Türkiye’de televizyonculukta çok ciddi bir ilerleme var. Biz
bu ilerlemedeki seyirci-kalite dengesini yakaladık. Şöyle
düşünelim, ben Survivor’da iki kavga çıksa zaten büyük reyting
alacağım, ama ben o kavgaya karışan insanlardan birini Türkiye’ye
yollayarak kavgayı bitiriyorum, tam tersine giderek onun yerine
Ludacris’i adaya getiriyorum başka bir Survivor’da. Ludacris’i
bizim adaya getirmemizin maliyeti 250 bin dolardır en az. Böyle bir
organizasyonu yapmamızın tek bir nedeni var, Ludacris’ten sıfır
reyting alırsın, Türk halkının yüzde 5’i Ludacris’i tanımaz ama o
bir prestijdir. Seyirci senin yaptığın prodüksiyona değer verir.
İki kişinin kavgasından alacağın reyting yerine Ludacris’i oraya
getirirsen senin programın uzun yıllar sürer.
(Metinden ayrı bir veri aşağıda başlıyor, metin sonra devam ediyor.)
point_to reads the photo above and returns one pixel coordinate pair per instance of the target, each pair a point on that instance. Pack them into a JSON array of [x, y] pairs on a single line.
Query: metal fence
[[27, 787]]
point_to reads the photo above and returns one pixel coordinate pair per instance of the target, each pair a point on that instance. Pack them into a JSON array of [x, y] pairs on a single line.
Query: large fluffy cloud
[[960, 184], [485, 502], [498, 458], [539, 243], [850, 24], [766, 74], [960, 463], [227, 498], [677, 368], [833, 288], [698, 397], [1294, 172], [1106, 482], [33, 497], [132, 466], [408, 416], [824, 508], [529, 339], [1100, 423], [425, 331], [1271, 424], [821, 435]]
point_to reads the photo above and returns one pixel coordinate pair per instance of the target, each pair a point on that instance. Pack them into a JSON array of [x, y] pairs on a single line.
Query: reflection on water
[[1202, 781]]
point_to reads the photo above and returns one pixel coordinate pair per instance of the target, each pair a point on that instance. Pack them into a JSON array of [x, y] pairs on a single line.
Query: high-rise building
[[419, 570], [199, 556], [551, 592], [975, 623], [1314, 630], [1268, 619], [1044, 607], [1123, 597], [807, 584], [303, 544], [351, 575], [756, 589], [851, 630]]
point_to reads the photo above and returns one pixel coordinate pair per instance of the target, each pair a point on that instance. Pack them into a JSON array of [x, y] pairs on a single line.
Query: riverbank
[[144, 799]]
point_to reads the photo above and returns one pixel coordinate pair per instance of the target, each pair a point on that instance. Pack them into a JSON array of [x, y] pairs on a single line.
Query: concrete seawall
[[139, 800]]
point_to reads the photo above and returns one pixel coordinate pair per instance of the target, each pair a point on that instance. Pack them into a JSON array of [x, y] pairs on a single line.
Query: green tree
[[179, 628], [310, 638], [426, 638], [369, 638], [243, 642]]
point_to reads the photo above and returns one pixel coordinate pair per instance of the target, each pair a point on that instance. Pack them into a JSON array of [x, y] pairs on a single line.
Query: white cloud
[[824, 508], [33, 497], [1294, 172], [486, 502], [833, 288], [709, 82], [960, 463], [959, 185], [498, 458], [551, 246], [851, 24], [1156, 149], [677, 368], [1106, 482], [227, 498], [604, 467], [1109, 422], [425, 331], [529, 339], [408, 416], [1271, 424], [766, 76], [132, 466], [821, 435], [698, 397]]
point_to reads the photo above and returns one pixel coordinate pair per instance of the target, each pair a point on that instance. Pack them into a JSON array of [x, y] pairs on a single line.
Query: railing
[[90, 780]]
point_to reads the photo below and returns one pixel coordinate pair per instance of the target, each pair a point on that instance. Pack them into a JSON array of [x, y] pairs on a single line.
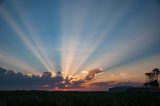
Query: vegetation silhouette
[[152, 78]]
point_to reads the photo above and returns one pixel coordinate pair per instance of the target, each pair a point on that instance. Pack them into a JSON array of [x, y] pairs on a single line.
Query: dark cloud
[[16, 80], [109, 84], [91, 74], [12, 80]]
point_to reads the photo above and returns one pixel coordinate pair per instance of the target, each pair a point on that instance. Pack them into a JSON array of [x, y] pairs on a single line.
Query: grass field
[[46, 98]]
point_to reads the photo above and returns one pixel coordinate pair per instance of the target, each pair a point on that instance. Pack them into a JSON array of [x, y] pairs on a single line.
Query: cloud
[[91, 74], [109, 84], [11, 80], [16, 80]]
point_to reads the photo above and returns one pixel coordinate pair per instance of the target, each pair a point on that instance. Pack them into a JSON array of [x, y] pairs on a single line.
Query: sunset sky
[[96, 44]]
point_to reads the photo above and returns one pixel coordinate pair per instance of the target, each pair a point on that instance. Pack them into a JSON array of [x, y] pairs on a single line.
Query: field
[[46, 98]]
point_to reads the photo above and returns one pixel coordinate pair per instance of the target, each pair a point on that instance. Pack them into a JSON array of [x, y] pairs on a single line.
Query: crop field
[[46, 98]]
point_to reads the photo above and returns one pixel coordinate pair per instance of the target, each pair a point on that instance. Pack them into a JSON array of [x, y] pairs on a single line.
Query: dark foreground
[[44, 98]]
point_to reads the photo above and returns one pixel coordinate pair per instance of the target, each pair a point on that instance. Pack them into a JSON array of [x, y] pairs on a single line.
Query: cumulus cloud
[[91, 74], [15, 80], [109, 84]]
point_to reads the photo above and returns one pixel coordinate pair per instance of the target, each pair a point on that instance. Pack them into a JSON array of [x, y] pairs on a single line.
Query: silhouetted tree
[[152, 78]]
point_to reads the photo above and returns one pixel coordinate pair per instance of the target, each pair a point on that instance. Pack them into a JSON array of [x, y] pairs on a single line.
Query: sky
[[95, 44]]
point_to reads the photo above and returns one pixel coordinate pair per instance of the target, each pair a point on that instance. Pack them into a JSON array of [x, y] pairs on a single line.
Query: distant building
[[133, 89]]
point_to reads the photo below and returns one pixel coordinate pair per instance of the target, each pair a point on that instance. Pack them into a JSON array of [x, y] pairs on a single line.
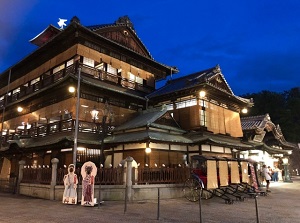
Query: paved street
[[281, 205]]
Reklamveren bir programa sadece çok reyting aldığı için
girer mi? Reklamverenin sizin programlarınızı tercih etmesinin
sebebi nedir?
Programlarımızın çok ilgi görmesinin
nedeni şu: Ailede sekiz birey var diye düşünüyoruz
toplantılarımızda. Anne, baba, anneanne, dede, iki yetişkin evlat
ve çocuklar… Programlarımızda bu bireylerin sekizine de hitap
ediyoruz. Eskiden Survivor sadece gençlere hitap ediyordu.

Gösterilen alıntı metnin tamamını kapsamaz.